That is one of the key charts to watch in markets at the moment. 2-year yields remain heavy close to the 3.55% mark but bond players will have to wait for vindication from the Fed tomorrow still. Besides that, 10-year yields are seen around 3.62% at roughly its lowest levels this year currently.
In FX, USD/JPY also flirted with a firm break of 140.00 on the daily chart yesterday but that held at the close. The pair is now back to around 140.55 but sellers remain in control and the pressure is keeping up. That especially with yields staying heavy.
So, what is all this saying about market expectations going into the Fed tomorrow?
There is a leaning or at least a sense that traders are trying to bully the Fed into a decision again. It wouldn’t be the first time and considering the Fed’s lack of cojones, it won’t be the last either. The question now is, will the Fed fold and go with 50 bps? Or will they stick to their guns with a 25 bps move?
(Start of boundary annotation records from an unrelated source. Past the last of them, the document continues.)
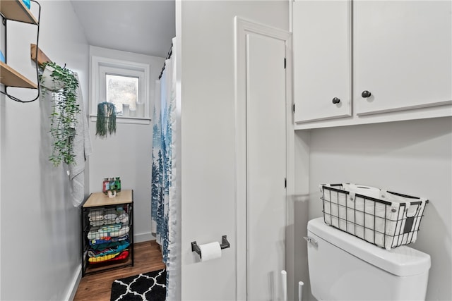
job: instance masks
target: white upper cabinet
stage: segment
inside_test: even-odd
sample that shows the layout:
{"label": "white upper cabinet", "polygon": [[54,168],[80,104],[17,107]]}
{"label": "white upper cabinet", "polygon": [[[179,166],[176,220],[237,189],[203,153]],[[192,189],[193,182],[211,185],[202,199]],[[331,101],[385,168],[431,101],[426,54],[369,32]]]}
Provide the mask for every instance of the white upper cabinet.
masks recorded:
{"label": "white upper cabinet", "polygon": [[358,116],[452,102],[451,3],[354,2]]}
{"label": "white upper cabinet", "polygon": [[352,114],[351,2],[293,4],[295,122]]}
{"label": "white upper cabinet", "polygon": [[451,0],[296,0],[292,17],[295,129],[452,116]]}

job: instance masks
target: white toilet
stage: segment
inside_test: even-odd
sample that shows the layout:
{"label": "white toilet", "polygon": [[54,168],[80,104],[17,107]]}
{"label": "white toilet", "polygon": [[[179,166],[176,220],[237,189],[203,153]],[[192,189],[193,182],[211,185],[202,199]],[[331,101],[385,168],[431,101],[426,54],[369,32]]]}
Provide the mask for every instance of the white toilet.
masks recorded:
{"label": "white toilet", "polygon": [[390,251],[325,224],[308,222],[311,291],[318,300],[424,300],[430,256]]}

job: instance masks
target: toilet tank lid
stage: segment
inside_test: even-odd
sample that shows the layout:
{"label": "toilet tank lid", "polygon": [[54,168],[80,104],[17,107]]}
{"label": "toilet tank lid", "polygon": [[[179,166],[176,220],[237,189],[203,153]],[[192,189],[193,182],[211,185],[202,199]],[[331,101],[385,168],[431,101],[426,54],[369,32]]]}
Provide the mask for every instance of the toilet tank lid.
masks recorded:
{"label": "toilet tank lid", "polygon": [[417,275],[430,269],[430,255],[428,254],[407,246],[386,250],[326,224],[323,217],[309,221],[308,231],[394,275]]}

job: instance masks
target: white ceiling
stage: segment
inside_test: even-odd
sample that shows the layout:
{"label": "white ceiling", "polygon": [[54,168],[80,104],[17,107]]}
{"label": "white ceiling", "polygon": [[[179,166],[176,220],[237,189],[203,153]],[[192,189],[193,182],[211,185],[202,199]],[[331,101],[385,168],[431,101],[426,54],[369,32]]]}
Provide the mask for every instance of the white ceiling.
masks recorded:
{"label": "white ceiling", "polygon": [[176,35],[174,0],[71,0],[88,43],[166,57]]}

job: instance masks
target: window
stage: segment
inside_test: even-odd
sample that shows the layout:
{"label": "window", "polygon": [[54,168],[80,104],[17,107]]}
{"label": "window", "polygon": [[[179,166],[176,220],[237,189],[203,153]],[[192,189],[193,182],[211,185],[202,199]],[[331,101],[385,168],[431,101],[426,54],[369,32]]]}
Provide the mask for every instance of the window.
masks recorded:
{"label": "window", "polygon": [[97,104],[114,104],[117,123],[149,123],[148,64],[99,56],[91,58],[91,117]]}
{"label": "window", "polygon": [[[133,76],[105,74],[105,99],[114,104],[118,116],[130,116],[129,110],[136,111],[136,102],[140,99],[139,80]],[[126,112],[124,108],[127,109]]]}

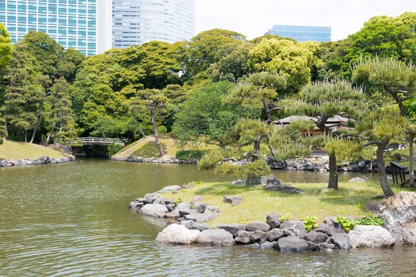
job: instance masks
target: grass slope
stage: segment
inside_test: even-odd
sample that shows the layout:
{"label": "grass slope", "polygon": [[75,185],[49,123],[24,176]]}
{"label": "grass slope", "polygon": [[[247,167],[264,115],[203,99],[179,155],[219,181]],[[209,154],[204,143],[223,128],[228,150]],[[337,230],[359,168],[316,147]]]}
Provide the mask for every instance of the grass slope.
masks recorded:
{"label": "grass slope", "polygon": [[[173,138],[168,134],[162,134],[159,141],[165,156],[174,157],[179,150],[175,145]],[[214,149],[219,146],[213,142],[202,143],[200,145],[201,150]],[[159,152],[155,143],[154,136],[136,141],[123,148],[116,156],[119,157],[141,157],[144,158],[154,158],[158,157]]]}
{"label": "grass slope", "polygon": [[4,141],[0,145],[0,159],[23,159],[31,160],[49,157],[50,158],[62,158],[61,152],[37,144],[16,143]]}
{"label": "grass slope", "polygon": [[[315,216],[322,222],[327,216],[348,215],[357,217],[367,213],[366,206],[375,200],[372,198],[382,195],[380,185],[370,183],[341,183],[339,190],[328,190],[327,184],[289,184],[302,189],[304,195],[288,195],[266,192],[261,186],[248,188],[245,185],[230,184],[202,184],[182,190],[180,193],[164,195],[168,199],[182,199],[191,202],[196,195],[201,201],[218,206],[223,212],[215,220],[207,222],[210,226],[220,224],[248,224],[256,220],[266,221],[270,213],[286,215],[291,219]],[[393,188],[397,193],[404,189]],[[232,207],[223,203],[224,195],[243,197],[243,203]]]}

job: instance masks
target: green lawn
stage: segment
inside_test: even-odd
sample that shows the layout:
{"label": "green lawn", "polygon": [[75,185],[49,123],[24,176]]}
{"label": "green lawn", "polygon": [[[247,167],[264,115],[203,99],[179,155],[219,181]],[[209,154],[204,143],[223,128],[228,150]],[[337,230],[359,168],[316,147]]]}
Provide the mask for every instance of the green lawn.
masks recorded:
{"label": "green lawn", "polygon": [[[357,217],[367,214],[366,206],[372,198],[382,195],[379,184],[370,183],[341,183],[339,190],[328,190],[327,184],[285,184],[302,189],[304,195],[288,195],[266,192],[261,186],[248,188],[245,185],[231,184],[201,184],[195,188],[182,190],[179,194],[166,194],[168,199],[182,199],[190,202],[195,196],[202,195],[203,203],[220,208],[223,213],[209,225],[220,224],[248,224],[256,220],[265,221],[269,213],[291,218],[315,216],[322,222],[327,216],[347,215]],[[404,189],[393,188],[398,193]],[[243,197],[243,204],[232,207],[223,202],[224,195]]]}
{"label": "green lawn", "polygon": [[16,143],[4,141],[0,145],[0,159],[23,159],[31,160],[49,157],[50,158],[62,158],[61,152],[37,144]]}

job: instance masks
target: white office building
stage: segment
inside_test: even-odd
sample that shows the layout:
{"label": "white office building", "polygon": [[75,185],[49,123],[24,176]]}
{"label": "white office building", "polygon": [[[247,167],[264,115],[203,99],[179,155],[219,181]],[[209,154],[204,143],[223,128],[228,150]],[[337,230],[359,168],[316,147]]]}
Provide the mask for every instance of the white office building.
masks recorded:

I was quite sure of the latter last week but now, I’m quite sympathetic to the idea of the former as well. Market pricing for that has jumped even higher in the past day to ~69% now. There is scope for disappointment and it’s now a question of whether the Fed is willing to upset traders as such.
On the flip side, going with 50 bps means that they’ve just walked back on everything they tried to sell since Jackson Hole. It would be a bit of a credibility hit as it might suggest some “panic”. Even if it won’t be the case, traders might still take it as policymakers being afraid that things are actually worse than what the data might be saying. Cue even more “panic” then.
So, therein lies a potential risk if they do give in and go with 50 bps tomorrow. If the Fed didn’t have a history of being bullied into decisions, it would be quite assuring to know that they will move by 25 bps. Unfortunately, we all know that their record has been blemished in the past. Fool me once, shame on you. Fool me twice, shame on me.